In addition, e-books provide a classroom the opportunity to incorporate 21st century technology into lessons. Children in today’s society are heavily familiar with the use of technology such as I-pads and smartphones hence why they are considered ‘digital natives’ (Beauchamp 2012) as they are surrounded by it every day thus they are more likely to be excited to use technology that they use in their home life than they are to read a book. Beauchamp (2012) spoke on the implications this may have on a classroom as with more and more children becoming ‘digital natives’ it is likely that children have greater experience in the use of technology than their teacher does. Therefore, it is vital that we as student teachers expand our experience and knowledge of using technology to keep up with the digital age.

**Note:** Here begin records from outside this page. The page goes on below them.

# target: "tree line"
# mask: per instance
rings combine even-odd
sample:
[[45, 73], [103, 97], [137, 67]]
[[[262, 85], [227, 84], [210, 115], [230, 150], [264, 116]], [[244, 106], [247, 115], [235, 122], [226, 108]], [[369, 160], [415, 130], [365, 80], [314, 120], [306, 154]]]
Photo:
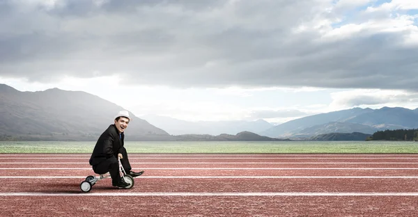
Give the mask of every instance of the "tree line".
[[387, 129], [378, 131], [367, 138], [368, 140], [418, 141], [418, 129]]

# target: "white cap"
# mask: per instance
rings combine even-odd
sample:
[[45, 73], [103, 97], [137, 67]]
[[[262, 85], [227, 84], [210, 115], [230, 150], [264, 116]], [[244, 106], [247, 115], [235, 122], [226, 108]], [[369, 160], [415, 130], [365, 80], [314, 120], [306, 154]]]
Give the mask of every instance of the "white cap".
[[129, 121], [130, 121], [130, 117], [129, 116], [129, 112], [127, 111], [119, 111], [118, 114], [115, 116], [115, 118], [114, 119], [116, 119], [118, 117], [125, 117], [127, 118], [127, 119], [129, 119]]

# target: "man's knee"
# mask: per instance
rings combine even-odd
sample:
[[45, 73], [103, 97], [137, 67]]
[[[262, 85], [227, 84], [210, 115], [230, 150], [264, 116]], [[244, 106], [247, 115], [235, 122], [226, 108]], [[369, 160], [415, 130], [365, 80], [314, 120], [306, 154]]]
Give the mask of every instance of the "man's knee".
[[98, 165], [93, 166], [93, 170], [97, 174], [104, 174], [108, 172], [115, 172], [118, 170], [119, 164], [115, 157], [107, 159]]

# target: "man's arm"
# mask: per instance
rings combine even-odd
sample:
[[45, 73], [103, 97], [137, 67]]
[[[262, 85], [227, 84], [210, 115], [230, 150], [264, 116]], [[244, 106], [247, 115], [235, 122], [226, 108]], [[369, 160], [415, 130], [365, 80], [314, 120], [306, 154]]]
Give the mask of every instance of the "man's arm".
[[103, 153], [107, 158], [114, 156], [113, 143], [114, 138], [112, 134], [108, 134], [103, 140]]

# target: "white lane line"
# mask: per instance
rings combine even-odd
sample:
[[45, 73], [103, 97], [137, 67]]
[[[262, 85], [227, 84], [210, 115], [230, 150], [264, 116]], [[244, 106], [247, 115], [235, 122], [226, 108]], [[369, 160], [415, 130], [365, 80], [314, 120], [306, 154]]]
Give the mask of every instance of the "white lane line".
[[121, 193], [42, 193], [42, 192], [10, 192], [0, 193], [0, 196], [418, 196], [418, 192], [121, 192]]
[[[84, 179], [85, 176], [1, 176], [0, 179]], [[139, 179], [418, 179], [418, 176], [141, 176]]]
[[[0, 157], [0, 159], [89, 159], [89, 157]], [[129, 157], [130, 159], [417, 159], [417, 157]]]
[[[0, 164], [86, 164], [82, 162], [0, 162]], [[130, 164], [418, 164], [418, 162], [130, 162]]]
[[[418, 168], [132, 168], [133, 170], [418, 170]], [[91, 170], [91, 168], [0, 168], [0, 170]]]
[[[56, 156], [62, 156], [62, 157], [69, 157], [69, 156], [75, 156], [75, 157], [80, 157], [80, 158], [90, 158], [91, 154], [0, 154], [0, 156], [1, 157], [4, 157], [4, 158], [8, 158], [10, 156], [12, 157], [15, 157], [15, 156], [24, 156], [24, 157], [44, 157], [44, 156], [47, 156], [47, 157], [56, 157]], [[357, 157], [365, 157], [365, 158], [369, 158], [369, 157], [376, 157], [376, 158], [387, 158], [387, 157], [396, 157], [396, 158], [402, 158], [402, 157], [411, 157], [411, 158], [417, 158], [418, 157], [418, 153], [416, 154], [268, 154], [268, 153], [265, 153], [265, 154], [134, 154], [134, 153], [131, 153], [131, 154], [128, 154], [128, 156], [130, 158], [131, 157], [135, 157], [135, 158], [144, 158], [144, 157], [147, 157], [147, 158], [165, 158], [165, 157], [173, 157], [173, 158], [189, 158], [189, 157], [192, 157], [192, 156], [199, 156], [199, 158], [201, 158], [201, 156], [203, 156], [203, 158], [206, 158], [206, 157], [219, 157], [219, 158], [224, 158], [225, 156], [226, 157], [232, 157], [232, 158], [240, 158], [241, 156], [243, 157], [261, 157], [261, 158], [269, 158], [269, 157], [274, 157], [274, 158], [277, 158], [277, 157], [281, 157], [281, 158], [311, 158], [311, 157], [326, 157], [326, 156], [330, 156], [330, 157], [336, 157], [336, 158], [340, 158], [338, 156], [341, 156], [341, 157], [353, 157], [353, 158], [357, 158]], [[287, 156], [287, 157], [286, 157]]]

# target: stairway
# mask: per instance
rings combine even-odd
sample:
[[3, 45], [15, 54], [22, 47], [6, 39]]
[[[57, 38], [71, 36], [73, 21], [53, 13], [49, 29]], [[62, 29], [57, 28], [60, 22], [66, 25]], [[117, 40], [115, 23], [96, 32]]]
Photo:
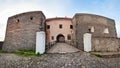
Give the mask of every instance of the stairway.
[[47, 53], [72, 53], [78, 51], [80, 50], [66, 43], [56, 43]]

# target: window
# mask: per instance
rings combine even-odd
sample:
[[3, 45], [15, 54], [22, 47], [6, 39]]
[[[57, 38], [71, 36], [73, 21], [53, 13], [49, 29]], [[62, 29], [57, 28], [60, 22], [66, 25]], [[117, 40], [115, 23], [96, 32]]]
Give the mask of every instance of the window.
[[30, 17], [30, 20], [33, 20], [33, 17]]
[[59, 28], [60, 28], [60, 29], [62, 28], [62, 24], [59, 25]]
[[71, 40], [71, 35], [70, 34], [67, 35], [67, 39]]
[[70, 29], [73, 29], [73, 25], [70, 25]]
[[94, 32], [94, 26], [90, 26], [88, 32]]
[[51, 39], [54, 40], [54, 36], [52, 36]]
[[104, 33], [107, 33], [107, 34], [109, 33], [108, 28], [105, 28], [105, 29], [104, 29]]
[[47, 29], [50, 29], [50, 25], [47, 25]]

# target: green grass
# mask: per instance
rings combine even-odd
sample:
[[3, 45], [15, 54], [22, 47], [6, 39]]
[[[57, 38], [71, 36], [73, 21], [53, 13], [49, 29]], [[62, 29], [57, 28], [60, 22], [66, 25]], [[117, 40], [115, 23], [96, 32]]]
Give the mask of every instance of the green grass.
[[0, 53], [8, 53], [8, 54], [16, 54], [16, 55], [19, 55], [19, 56], [25, 56], [25, 57], [27, 57], [27, 56], [41, 56], [42, 54], [40, 54], [40, 53], [35, 53], [35, 51], [34, 50], [19, 50], [19, 51], [17, 51], [17, 52], [6, 52], [6, 51], [2, 51], [2, 50], [0, 50]]

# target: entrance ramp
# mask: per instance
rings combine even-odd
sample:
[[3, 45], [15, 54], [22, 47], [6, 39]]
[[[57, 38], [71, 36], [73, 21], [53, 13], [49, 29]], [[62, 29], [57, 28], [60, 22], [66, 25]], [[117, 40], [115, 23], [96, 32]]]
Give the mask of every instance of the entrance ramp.
[[80, 50], [66, 43], [56, 43], [47, 53], [73, 53]]

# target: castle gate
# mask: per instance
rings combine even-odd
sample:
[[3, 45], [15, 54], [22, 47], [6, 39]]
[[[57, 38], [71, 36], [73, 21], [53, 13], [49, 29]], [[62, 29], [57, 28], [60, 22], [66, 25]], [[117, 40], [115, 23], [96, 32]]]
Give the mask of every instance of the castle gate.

Furthermore, E-books can be used in line with multiple Curriculum for Excellence outcomes. For example, I feel my e-book would be a good asset to a lesson that is in line with the Technology and English areas of the curriculum:

“I can explore and experiment with digital technologies and can use what I learn to support and enhance my learning in different contexts.”   TCH 1-01a

“To show my understanding, I can respond to different kinds of questions and other close reading tasks and I am learning to create some questions of my own.”     ENG 1-17

To conclude, todays lessons on e-books developed my understanding on the importance and impact of using e-books in the classroom. I now feel I have the skills and confidence to progress with using e-books to develop my ideas on the ways I could incorporate the use of e-books into future lessons. I look forward to introducing e-books into future lessons as I feel they will be a fun and interactive asset to many lessons within the curriculum.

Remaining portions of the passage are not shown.